Finding all values derived from a function argument

Hello!

I am trying to retrieve all instructions from a function's body that
are dependent on a specific argument. The strategy I am currently
using for that is to follow all uses of the argument and record them.
Also, whenever I encounter a store of a dependent value, I try to find
loads in the function that are dependent on that store and resume
use-tracking from there. For this purpose I am using the
MemoryDependenceAnalysis pass, but to be honest, I think I am not
using it correctly or not in the most efficient way.

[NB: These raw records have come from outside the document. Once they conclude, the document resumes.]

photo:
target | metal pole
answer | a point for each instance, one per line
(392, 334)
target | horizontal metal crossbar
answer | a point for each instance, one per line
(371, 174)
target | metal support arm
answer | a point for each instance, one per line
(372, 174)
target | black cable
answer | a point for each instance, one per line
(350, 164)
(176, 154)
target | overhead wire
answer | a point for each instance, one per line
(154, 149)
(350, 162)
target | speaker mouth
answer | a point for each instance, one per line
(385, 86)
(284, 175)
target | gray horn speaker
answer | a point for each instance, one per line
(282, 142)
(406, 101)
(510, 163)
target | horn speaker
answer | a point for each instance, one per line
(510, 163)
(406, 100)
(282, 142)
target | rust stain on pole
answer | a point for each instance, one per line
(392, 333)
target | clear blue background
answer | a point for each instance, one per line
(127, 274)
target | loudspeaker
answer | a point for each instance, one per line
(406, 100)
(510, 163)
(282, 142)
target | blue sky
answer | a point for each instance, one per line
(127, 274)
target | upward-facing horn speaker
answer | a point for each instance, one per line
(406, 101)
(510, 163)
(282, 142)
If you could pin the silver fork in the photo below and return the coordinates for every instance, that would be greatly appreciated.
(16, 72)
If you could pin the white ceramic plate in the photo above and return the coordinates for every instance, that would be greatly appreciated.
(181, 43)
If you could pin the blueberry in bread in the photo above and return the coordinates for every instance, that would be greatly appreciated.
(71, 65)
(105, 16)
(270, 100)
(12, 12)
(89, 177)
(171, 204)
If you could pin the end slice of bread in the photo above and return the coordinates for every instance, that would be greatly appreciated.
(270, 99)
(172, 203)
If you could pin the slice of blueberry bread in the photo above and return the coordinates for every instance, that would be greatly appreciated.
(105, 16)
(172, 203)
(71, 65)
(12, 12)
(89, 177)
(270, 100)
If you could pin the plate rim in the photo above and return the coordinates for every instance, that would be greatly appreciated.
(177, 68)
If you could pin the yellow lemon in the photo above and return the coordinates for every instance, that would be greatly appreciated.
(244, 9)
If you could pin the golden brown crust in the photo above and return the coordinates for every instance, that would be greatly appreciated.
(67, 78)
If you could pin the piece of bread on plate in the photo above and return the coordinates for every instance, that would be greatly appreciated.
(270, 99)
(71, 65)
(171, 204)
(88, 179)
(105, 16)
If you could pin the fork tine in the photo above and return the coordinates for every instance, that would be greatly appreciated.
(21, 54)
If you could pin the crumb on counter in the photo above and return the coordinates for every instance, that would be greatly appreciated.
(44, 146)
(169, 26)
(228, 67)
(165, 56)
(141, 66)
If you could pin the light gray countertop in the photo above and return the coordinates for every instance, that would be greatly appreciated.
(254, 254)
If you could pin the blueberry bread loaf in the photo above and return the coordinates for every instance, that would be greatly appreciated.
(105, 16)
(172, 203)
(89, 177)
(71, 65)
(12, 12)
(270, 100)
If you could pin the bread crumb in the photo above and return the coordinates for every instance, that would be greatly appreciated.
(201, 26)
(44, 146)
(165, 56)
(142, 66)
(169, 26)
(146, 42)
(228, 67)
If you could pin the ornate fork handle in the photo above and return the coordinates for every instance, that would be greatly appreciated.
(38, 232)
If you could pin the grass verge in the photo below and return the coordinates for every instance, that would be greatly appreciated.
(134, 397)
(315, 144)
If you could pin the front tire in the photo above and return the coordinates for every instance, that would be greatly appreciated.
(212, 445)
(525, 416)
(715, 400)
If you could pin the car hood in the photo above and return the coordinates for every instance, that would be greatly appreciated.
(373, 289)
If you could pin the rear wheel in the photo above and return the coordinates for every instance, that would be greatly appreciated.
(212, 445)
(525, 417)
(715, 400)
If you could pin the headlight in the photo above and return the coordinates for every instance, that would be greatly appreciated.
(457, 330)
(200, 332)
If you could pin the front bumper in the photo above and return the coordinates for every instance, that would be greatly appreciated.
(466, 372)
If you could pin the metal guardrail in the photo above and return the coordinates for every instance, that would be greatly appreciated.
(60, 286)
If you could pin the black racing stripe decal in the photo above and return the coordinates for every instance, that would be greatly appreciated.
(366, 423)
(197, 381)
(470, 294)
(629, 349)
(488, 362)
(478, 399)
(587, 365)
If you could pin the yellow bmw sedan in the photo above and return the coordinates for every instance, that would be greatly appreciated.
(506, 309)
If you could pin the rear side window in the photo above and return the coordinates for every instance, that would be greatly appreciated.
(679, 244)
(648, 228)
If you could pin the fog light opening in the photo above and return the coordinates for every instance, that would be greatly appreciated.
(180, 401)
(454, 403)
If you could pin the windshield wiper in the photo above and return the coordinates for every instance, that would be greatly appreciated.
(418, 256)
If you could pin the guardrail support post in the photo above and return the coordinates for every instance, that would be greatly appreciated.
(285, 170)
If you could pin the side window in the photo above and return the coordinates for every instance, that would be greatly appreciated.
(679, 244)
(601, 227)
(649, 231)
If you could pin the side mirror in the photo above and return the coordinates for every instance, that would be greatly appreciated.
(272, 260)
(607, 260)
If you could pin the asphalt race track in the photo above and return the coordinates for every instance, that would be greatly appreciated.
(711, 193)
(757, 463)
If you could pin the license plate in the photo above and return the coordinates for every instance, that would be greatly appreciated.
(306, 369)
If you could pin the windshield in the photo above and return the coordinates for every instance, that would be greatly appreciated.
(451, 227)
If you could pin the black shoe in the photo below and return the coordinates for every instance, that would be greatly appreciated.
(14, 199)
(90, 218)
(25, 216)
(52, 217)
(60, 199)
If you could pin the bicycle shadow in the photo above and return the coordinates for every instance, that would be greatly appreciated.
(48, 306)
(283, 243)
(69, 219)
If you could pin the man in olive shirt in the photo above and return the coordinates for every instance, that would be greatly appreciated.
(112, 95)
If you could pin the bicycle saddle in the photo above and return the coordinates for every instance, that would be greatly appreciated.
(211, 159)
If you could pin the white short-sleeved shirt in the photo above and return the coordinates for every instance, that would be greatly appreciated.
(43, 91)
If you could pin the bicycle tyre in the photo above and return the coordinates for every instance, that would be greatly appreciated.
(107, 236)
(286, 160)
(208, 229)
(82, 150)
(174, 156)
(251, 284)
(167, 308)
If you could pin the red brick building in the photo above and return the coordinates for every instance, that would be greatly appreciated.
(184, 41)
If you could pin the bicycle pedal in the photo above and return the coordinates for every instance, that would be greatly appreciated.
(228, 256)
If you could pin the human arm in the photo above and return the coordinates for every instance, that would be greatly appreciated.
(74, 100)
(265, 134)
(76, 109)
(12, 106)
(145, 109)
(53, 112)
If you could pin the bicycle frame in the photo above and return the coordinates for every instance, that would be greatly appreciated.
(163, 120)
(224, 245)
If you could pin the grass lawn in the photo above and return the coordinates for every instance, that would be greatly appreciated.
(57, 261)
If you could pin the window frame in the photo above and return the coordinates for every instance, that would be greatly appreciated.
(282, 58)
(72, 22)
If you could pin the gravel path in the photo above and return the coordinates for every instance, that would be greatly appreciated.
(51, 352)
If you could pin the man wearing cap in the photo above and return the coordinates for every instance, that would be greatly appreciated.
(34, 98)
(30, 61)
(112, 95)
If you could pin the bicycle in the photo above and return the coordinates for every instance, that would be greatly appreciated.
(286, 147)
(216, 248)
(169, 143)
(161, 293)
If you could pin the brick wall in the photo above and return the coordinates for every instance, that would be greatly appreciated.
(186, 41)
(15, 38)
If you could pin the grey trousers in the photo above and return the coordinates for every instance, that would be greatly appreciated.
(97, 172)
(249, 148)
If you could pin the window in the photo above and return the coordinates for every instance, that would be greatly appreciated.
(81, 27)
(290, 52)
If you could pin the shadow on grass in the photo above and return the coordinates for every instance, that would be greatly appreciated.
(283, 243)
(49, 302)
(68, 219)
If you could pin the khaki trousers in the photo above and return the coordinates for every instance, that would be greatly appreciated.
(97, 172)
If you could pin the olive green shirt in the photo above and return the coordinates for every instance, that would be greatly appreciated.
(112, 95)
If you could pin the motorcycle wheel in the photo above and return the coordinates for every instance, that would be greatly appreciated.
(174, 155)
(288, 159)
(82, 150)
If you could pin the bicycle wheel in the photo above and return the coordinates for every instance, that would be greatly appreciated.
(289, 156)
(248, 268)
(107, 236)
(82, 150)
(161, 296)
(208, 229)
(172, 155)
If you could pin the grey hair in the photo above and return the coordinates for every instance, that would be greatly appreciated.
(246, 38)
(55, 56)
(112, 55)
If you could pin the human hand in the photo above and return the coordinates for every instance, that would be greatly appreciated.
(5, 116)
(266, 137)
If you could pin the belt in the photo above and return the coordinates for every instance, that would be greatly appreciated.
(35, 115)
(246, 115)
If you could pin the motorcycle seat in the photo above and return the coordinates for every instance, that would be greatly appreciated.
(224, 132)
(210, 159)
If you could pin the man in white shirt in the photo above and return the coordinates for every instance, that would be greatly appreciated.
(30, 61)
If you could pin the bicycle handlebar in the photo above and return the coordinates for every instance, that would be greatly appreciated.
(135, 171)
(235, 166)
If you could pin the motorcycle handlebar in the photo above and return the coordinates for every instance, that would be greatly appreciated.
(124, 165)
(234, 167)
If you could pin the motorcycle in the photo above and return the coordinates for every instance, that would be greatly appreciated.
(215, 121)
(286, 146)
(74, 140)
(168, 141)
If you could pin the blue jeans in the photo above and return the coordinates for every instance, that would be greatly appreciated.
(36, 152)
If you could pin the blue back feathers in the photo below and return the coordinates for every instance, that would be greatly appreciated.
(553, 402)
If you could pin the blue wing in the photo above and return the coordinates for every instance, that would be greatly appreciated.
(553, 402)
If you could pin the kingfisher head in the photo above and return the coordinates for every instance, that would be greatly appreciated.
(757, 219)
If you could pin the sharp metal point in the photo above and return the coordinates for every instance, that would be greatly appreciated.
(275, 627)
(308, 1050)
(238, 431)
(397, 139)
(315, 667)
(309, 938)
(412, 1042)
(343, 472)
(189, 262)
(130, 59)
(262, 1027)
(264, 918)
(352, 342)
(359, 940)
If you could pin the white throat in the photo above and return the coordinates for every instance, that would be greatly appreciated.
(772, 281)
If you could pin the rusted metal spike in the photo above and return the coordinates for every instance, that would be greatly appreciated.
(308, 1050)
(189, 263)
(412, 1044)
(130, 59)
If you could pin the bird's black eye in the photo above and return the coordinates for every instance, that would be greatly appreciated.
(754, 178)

Is such functionality - finding dependent instructions - present in
LLVM? If not, is there a more efficient way to determine dependent
instructions than like in the code below? In particular, I'm wondering
if it is possible to find all loads that depend on a particular store
more efficiently?

Thank you,
Stephan

    llvm::DenseSet<llvm::Instruction *> findDependents(llvm::Argument
*arg, llvm::Function *func)
    {
      std::vector<llvm::Instruction *> workList;
      for(llvm::Argument::use_iterator I = arg->use_begin(), E =
arg->use_end(); I != E; ++I)
      {
        if(llvm::Instruction *user = llvm::dyn_cast<llvm::Instruction>(*I))
          workList.push_back(user);
      }

      llvm::FunctionPassManager fpm(func->getParent());
      llvm::MemoryDependenceAnalysis *mda = new
llvm::MemoryDependenceAnalysis();
      fpm.add(mda);
      fpm.run(*func);

      // find all loads in the current function
      std::list<llvm::LoadInst *> loads;
      for(llvm::Function::iterator I = func->begin(), E = func->end();
I != E; ++I)
      {
        for(llvm::BasicBlock::iterator II = I->begin(), EE = I->end();
II != EE; ++II)
        {
          if(llvm::LoadInst *load = llvm::dyn_cast<llvm::LoadInst>(II))
            loads.push_back(load);
        }
      }

      llvm::DenseSet<llvm::Instruction *> deps;
      for(;:wink:
      {
        llvm::DenseSet<llvm::Instruction *> stores;
        while(!workList.empty())
        {
          llvm::Instruction *I = workList.back();
          workList.pop_back();

          if(deps.count(I) != 0)
            continue;

          deps.insert(I);

          if(llvm::StoreInst *store = llvm::dyn_cast<llvm::StoreInst>(I))
            stores.insert(I);

          for(llvm::Value::use_iterator II = I->use_begin(), EE =
I->use_end(); II != EE; ++II)
          {
            if(llvm::Instruction *user = llvm::dyn_cast<llvm::Instruction>(*II))
              workList.push_back(user);
          }
        }

        if(stores.size() > 0)
        {
          // find loads that depend on our stores, TODO: this seems fishy!
          for(std::list<llvm::LoadInst *>::iterator I = loads.begin(),
E = loads.end(); I != E; )
          {
            bool pick = false;
#if 1
            llvm::SmallVector<llvm::NonLocalDepResult, 16> results;
            mda->getNonLocalPointerDependency((*I)->getPointerOperand(),
true, (*I)->getParent(), results);
            for(llvm::SmallVector<llvm::NonLocalDepResult,
16>::iterator II = results.begin(), EE = results.end(); !pick && II !=
EE; ++II)
            {
              const llvm::MemDepResult &result = II->getResult();
              if(llvm::Instruction *dep = result.getInst())
              {
                if(llvm::StoreInst *store =
llvm::dyn_cast<llvm::StoreInst>(dep))
                  pick |= (stores.count(store) != 0);
              }
            }
#else
            llvm::MemDepResult result = mda->getDependency(*I);
            if(llvm::Instruction *dep = result.getInst())
            {
              if(llvm::StoreInst *store = llvm::dyn_cast<llvm::StoreInst>(dep))
                pick = (stores.count(store) != 0);
            }
#endif
            if(pick)
            {
              workList.push_back(*I);
              I = loads.erase(I);
            }
            else
              ++I;
          }

          stores.clear();
        }
        else
          break;
      }
      return deps;
    }

Hi Stephan,

I am trying to retrieve all instructions from a function's body that
are dependent on a specific argument. The strategy I am currently
using for that is to follow all uses of the argument and record them.
Also, whenever I encounter a store of a dependent value, I try to find
loads in the function that are dependent on that store and resume
use-tracking from there. For this purpose I am using the
MemoryDependenceAnalysis pass, but to be honest, I think I am not
using it correctly or not in the most efficient way.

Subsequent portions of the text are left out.